Sunday, May 29, 2011

WRITTEN INTERPRETATION AND REPORT DOCUMENTATION

Based on the increased number of provider questions regarding written interpretation and report of diagnostic X-rays, Medicare expects the separate and distinct report (may be on separate paper or within the body of the patient's record) for the interpretations to follow the American College of Radiology (ACR) guidelines and include a minimum of the following:

* The name of the patient and other identification such as birth date and Social Security number.
* The name of referring physician, if any.
* The name or type of examination performed.
* The date on which the X-ray was performed.
* The name of the interpreting physician.
* Authentication of non-handwritten note (i.e., legible initials, legible signature, electronic signature, etc.).
* The body of the report:
o Procedures and materials.
o Findings.
o Limitations.
o Clinical issues.
o Comparative data, if indicated.

* The diagnosis:
o A prescribing diagnosis should be provided when possible.
o A differential diagnosis should be provided when appropriate.

Saturday, May 28, 2011

EKGs AND X-RAYS PERFORMED IN THE EMERGENCY ROOM

Specialty is not the primary factor considered when payment is made for an interpretation of an EKG or X-ray done in the Emergency Room (ER). Payment will be made for the interpretation and report that directly contributed to the diagnosis and treatment of the individual patient. The interpretation billed by the specialist or radiologist is payable if the interpretation of the procedure is performed at the same time as the diagnosis and treatment of the beneficiary or if it is the only bill received. More than one interpretation on the same EKG or X-ray may be allowable under unusual circumstances.

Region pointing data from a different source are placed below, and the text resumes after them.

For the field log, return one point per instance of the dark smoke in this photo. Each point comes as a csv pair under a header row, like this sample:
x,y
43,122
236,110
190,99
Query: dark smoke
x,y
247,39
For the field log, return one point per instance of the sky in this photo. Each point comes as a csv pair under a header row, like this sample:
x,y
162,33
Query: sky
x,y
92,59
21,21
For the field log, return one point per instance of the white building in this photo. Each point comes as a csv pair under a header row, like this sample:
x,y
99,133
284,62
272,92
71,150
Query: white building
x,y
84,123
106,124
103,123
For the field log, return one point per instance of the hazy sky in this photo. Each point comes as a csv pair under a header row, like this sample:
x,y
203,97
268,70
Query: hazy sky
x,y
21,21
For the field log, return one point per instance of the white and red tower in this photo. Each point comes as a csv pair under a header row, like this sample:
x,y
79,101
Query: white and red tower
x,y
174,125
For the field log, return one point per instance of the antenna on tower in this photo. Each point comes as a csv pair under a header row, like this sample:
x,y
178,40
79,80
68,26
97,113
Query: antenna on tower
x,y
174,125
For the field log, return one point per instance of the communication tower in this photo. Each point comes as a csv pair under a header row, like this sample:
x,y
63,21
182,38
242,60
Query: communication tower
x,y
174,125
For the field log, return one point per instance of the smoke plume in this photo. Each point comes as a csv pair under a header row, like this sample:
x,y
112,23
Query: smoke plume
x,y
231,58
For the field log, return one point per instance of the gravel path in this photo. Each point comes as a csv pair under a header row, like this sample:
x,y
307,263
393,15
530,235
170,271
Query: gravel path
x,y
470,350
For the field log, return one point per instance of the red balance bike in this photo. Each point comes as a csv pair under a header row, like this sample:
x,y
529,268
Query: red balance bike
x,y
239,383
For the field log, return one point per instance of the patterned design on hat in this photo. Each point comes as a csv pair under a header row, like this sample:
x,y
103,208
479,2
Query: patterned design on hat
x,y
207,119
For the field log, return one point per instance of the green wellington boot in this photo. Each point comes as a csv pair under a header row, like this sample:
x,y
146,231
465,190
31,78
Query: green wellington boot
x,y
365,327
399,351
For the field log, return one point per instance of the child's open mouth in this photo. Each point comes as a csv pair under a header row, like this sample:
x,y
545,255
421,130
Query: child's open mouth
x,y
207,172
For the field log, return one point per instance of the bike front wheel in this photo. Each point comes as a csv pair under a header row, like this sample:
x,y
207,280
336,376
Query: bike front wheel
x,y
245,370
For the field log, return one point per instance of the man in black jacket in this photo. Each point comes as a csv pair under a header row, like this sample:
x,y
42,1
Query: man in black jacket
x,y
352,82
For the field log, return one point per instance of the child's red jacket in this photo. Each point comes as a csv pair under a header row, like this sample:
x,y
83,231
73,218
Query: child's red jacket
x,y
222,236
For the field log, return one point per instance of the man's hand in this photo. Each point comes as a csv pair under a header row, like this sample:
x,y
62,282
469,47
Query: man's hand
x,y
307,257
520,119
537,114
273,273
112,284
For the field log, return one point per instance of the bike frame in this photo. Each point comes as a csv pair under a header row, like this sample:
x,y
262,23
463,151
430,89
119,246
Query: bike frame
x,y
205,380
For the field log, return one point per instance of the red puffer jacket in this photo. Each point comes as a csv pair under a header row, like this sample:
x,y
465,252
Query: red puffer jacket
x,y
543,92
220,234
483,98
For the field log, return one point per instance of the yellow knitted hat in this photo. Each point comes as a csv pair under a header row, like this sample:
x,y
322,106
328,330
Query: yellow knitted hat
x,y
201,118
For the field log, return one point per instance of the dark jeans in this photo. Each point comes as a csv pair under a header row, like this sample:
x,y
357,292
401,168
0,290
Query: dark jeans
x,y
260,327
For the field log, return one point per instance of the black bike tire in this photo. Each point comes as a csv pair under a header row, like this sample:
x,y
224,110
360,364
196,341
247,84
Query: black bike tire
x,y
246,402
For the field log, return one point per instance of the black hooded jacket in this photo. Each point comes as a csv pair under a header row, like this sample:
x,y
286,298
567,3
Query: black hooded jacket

The professional component of a diagnostic procedure furnished to a beneficiary in a hospital includes an interpretation and written report for inclusion in the beneficiary’s medical record maintained by the hospital. The interpretation and report of the procedure is separately payable. A “review” of the findings of these procedures, without a written report, does not meet the conditions for separate payment of the service since the review is already included in the ER visit.

Hospitals are encouraged to work with their medical staffs to ensure that only one claim per interpretation is submitted. The Medicare contractor may determine that the hospital’s “official interpretation” is for quality control and liability purposes only and is a service to the hospital rather than to an individual beneficiary. Separate payment will not be made for interpretations that are done solely for quality control purposes.

Thursday, May 26, 2011

Unrelated/Coexisting Conditions/Diagnoses in radiology billing



The physician interpreting the diagnostic test may report unrelated and coexisting conditions/diagnoses as additional diagnoses.

Example: A patient is referred to a radiologist for a chest X-ray because of a cough. The result of the chest X-ray indicates the patient has pneumonia. During the performance of the diagnostic test, it was determined that the patient has hypertension and diabetes mellitus. The interpreting physician reports a primary diagnosis of pneumonia. The interpreting physician may report the hypertension and diabetes mellitus as secondary diagnoses.

Diagnostic Tests Ordered in the Absence of Signs and/or Symptoms (e.g., Screening Tests)

When a diagnostic test is ordered in the absence of signs/symptoms or other evidence of illness or injury, the testing facility or the physician interpreting the diagnostic test should report the screening code as the primary diagnosis code. Any condition discovered during the screening should be reported as a secondary diagnosis.